Doubt

April 1, 2014

“…In that dreamy, almost-endless passage between where we began and where we find ourselves in this lifetime, there have been almost immeasurable opportunities for self-doubt, almost immeasurable circumstances in which our lacks and our failures succeeded in undermining whatever confidence, whatever belief we may have had in ourselves.  We may have believed at some point that anything was possible, but then a hundred and then a thousand circumstances and events collided with that notion and brought us into doubt.  Doubt is the common and almost inevitable lens through which we see ourselves and our potential—so common, in fact, as to go almost completely unrecognized in its day-to-day guises, in its insistence, in its pervasiveness.  Because who could imagine that all those lessons and all those circumstances—that, indeed, all those failures—are nothing more than misperceptions, mistakes made innocently but conclusively, a wrong view reasserted so often as to seem to be the only view at all?  It is only in acknowledging the possibility of this vast and far-reaching mistake that we begin to see our doubt as something not founded in reality but leaping out of illusion.  This confounding way that we were wrong every single time is the fact of things—almost impossibly improbable, but true nonetheless.  When seen as they truly were, all those circumstances and all of those failures appear not as ways we have been diminished, ways we have not reached our potential, but rather as the very unfolding of that potential, a way that we have been and continue to be all things manifest in form, the great, holy mystery of variety itself made alive and concrete….”

3 Responses to “Doubt”

  1. You do not think people have real limitations?

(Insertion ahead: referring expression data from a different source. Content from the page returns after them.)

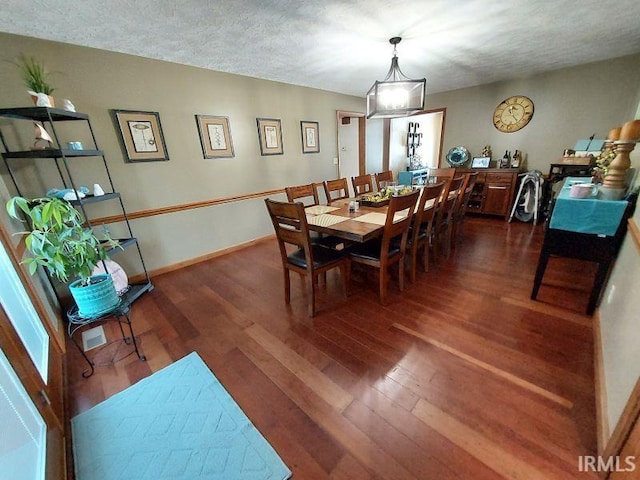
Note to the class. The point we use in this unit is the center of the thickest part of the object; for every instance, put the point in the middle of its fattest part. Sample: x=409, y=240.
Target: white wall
x=374, y=145
x=430, y=125
x=570, y=104
x=97, y=81
x=620, y=323
x=348, y=149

    • I certainly do, but it is not those real limitations that tend to haunt and cripple people. I will never jump 10 feet or sing an aria, but I never think about that. I obsess on the job I didn’t get or my mother’s abusiveness; these are the things that generate and reinforce my self-doubt. And the only difference between the two, really, is that I believe I should have gotten that job or prevented my mother’s meanness—to me, these things seem to be failures. And this is my fundamental mistake, a kind of perpetual wrong view. In truth, my potential is made manifest through reaching for the job and opening to the abuse; this is perfect human unfolding. And it is the same when we ourselves are the transgressors, when we are cruel or hateful; this too is the great variety of manifestation unfolding, because these, too, are a perfect part of all things as they are. What we call “failure” is only a failure to see things as they are, and the great majority of our self-doubt is founded in this very illusion.